Behandeling van longontsteking veroorzaakt door Klebsiella

De ziekte veroorzaakt door Klebsiella (micro-organismen gevonden in de menselijke darm), ontwikkelt zich tegen de achtergrond van immuniteitsstoornissen en leidt tot de ontwikkeling van een longinfectie. In de beginfase bij volwassenen worden aminoglycosiden en cefalosporines van de derde generatie gedurende 14-21 dagen gebruikt. Gebruik medicijnen:

  1. Amikacine - poeder voor de bereiding van een intraveneus en intramusculair toegediende oplossing, bevat amikacinesulfaat. Semisynthetisch antibioticum aminoglycoside bacteriedodend effect, waarbij de cytoplasmatische barrière van de cel wordt vernietigd. Gecontra-indiceerd bij ernstige nierinsufficiëntie, neuritis van de gehoorzenuw, zwangerschap. Dosering: 5 mg / kg lichaamsgewicht om de 8 uur. Voor ongecompliceerde infecties is toediening van 250 mg om de 12 uur aangewezen.
  2. Gentamicine is een aminoglycoside in de vorm van een injectie-oplossing die gentamicinesulfaat bevat. Overtreedt de eiwitsynthese van het celmembraan van micro-organismen. Gecontra-indiceerd bij overgevoeligheid voor de componenten. Applicatiemethode: 1-1,7 mg / kg lichaamsgewicht 2-4 maal / dag intraveneus of intramusculair. De behandelingsduur duurt 7-10 dagen.
  3. Cefalotin is een cefalosporine antibioticum van de eerste generatie dat werkt met de vernietiging van bacteriële cellen. Oplossing voor parenterale toediening op basis van cephalotine. Contra-indicaties: overgevoeligheid voor ingrediënten, bètalactamantibiotica. Dosering: intraveneus of intramusculair bij 0,5-2 g elke 6 uur. Voor complicaties is 2 g om de 4 uur aangewezen.

Met congestieve pneumonie

Antibiotica voor pneumonie van het congestieve type worden voorgeschreven uit de groep van cefalosporines, soms worden macroliden voorgeschreven. Congestieve pneumonie bij volwassenen is een secundaire ontsteking van de longen als gevolg van stagnatie in de longcirculatie. Met het risico van zijn ontwikkeling zijn patiënten met atherosclerose, hypertensie, ischemie, pulmonair emfyseem en somatische ziekten. Geneesmiddelen worden 14-21 dagen gebruikt:

  1. Digran - antimicrobiële tabletten uit de groep van fluorchinolonen op basis van ciprofloxacine-monohydraat en tinidazool-hydrochloride.
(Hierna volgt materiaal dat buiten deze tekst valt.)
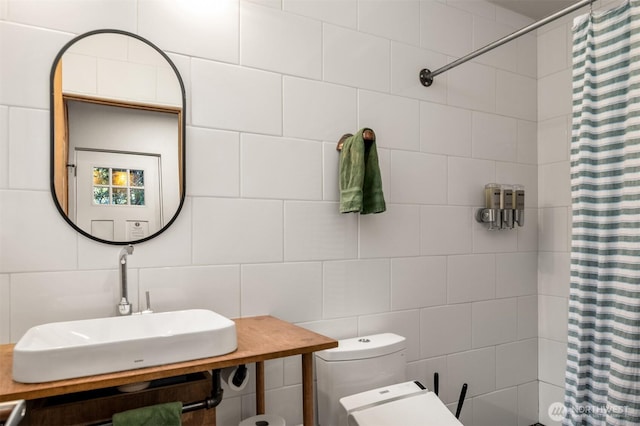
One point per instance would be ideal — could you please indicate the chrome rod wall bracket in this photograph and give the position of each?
(427, 76)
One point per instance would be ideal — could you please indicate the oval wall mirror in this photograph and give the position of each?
(117, 137)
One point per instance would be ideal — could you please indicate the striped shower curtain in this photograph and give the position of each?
(603, 359)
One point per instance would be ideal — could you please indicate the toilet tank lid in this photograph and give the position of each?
(364, 347)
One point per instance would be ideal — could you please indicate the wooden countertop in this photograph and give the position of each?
(259, 339)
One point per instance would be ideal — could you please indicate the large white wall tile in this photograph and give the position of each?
(402, 323)
(495, 241)
(49, 244)
(527, 142)
(471, 278)
(511, 89)
(555, 184)
(528, 403)
(213, 162)
(527, 55)
(437, 340)
(527, 317)
(494, 322)
(391, 19)
(4, 147)
(406, 63)
(467, 178)
(554, 140)
(236, 231)
(356, 59)
(445, 130)
(552, 361)
(393, 233)
(445, 29)
(418, 282)
(472, 86)
(316, 231)
(418, 178)
(289, 291)
(282, 42)
(516, 274)
(477, 368)
(553, 318)
(554, 53)
(39, 298)
(554, 273)
(394, 119)
(549, 394)
(496, 408)
(344, 12)
(445, 230)
(317, 110)
(25, 70)
(280, 168)
(216, 288)
(59, 15)
(204, 30)
(5, 309)
(235, 98)
(516, 363)
(494, 137)
(28, 165)
(554, 95)
(356, 287)
(339, 328)
(553, 228)
(522, 174)
(486, 31)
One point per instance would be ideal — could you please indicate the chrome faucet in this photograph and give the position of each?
(124, 307)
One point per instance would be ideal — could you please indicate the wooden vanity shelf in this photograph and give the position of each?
(259, 339)
(98, 406)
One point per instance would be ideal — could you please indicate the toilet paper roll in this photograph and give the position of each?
(229, 373)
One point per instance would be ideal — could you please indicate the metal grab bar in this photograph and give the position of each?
(426, 75)
(15, 410)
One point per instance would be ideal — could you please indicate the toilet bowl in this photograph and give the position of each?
(363, 382)
(407, 403)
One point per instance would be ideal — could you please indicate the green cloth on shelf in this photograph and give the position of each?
(169, 414)
(360, 180)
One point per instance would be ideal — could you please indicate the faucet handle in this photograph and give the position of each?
(148, 310)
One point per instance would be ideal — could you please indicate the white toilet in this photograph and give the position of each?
(362, 382)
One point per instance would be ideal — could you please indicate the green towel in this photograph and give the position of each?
(169, 414)
(360, 181)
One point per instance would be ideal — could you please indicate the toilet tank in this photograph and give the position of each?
(356, 365)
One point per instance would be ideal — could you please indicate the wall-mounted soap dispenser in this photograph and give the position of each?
(504, 206)
(518, 204)
(491, 212)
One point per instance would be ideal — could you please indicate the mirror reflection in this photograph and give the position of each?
(117, 161)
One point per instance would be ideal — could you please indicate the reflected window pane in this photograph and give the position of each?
(120, 196)
(119, 177)
(137, 197)
(100, 195)
(100, 176)
(136, 178)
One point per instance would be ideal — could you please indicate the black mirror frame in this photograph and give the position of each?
(183, 160)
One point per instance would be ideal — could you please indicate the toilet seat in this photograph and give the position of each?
(405, 403)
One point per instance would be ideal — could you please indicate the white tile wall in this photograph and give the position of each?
(391, 19)
(4, 147)
(418, 282)
(271, 86)
(437, 340)
(355, 59)
(493, 322)
(276, 41)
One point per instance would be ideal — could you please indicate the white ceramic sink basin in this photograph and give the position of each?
(64, 350)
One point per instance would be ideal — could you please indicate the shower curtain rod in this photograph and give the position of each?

Doordringt de bacteriële wand, acterend bacteriedodend. Contra-indicaties: zwangerschap, borstvoeding, leeftijd tot 12 jaar. Dosering: 500-750 mg elke 12 uur vóór de maaltijd.
  2. Cefazoline - poeder voor de bereiding van parenterale oplossing. Bevat het natriumzout van cefazoline - een semisynthetisch cefalosporine-antibioticum van de eerste generatie. Het medicijn is bactericide, gecontra-indiceerd tijdens de zwangerschap, op de leeftijd van 1 maand. Wijze van gebruik: intramusculair of intraveneus 0,25-1 g elke 8-12 uur. In ernstige gevallen, de introductie van 0,5-1 g elke 6-8 uur.
  3. Targocid, een gelyofiliseerd poeder voor de bereiding van injecties, bevat teicoplanine, dat antimicrobiële en bacteriedodende effecten heeft. Blokkeert de synthese van de celwand en remt de groei van bacteriën en hun voortplanting. Contra-indicaties: overgevoeligheid voor bètalactamantibiotica. Dosering: intramusculair of intraveneus op de eerste dag, 400 mg, daarna 200 mg eenmaal daags / dag.

Antibiotica pillen

Het populairste medicatieformaat is tablets. Ze moeten tijdens of na een maaltijd worden ingenomen, water drinken. Populaire medicijnen:

  1. Erytromycine is een antibioticum-macrolide dat erythromycine bevat. Schendt de vorming van peptidebindingen tussen de aminozuren van bacteriën en veroorzaakt hun dood. Gecontra-indiceerd bij het verminderen van gehoor, borstvoeding, tot 14 jaar. Dosering: 0,25-0,5 g elke 4-6 uur.
  2. Moxifloxacine - bacteriedodende tabletten uit de groep van fluorchinolonen op basis van moxifloxacinehydrochloride. Blokkeer de enzymen die verantwoordelijk zijn voor de reproductie van het DNA van bacteriën. Contra-indicaties: leeftijd tot 18 jaar, zwangerschap, borstvoeding. Wijze van gebruik: 400 mg maal / dag gedurende 10 dagen.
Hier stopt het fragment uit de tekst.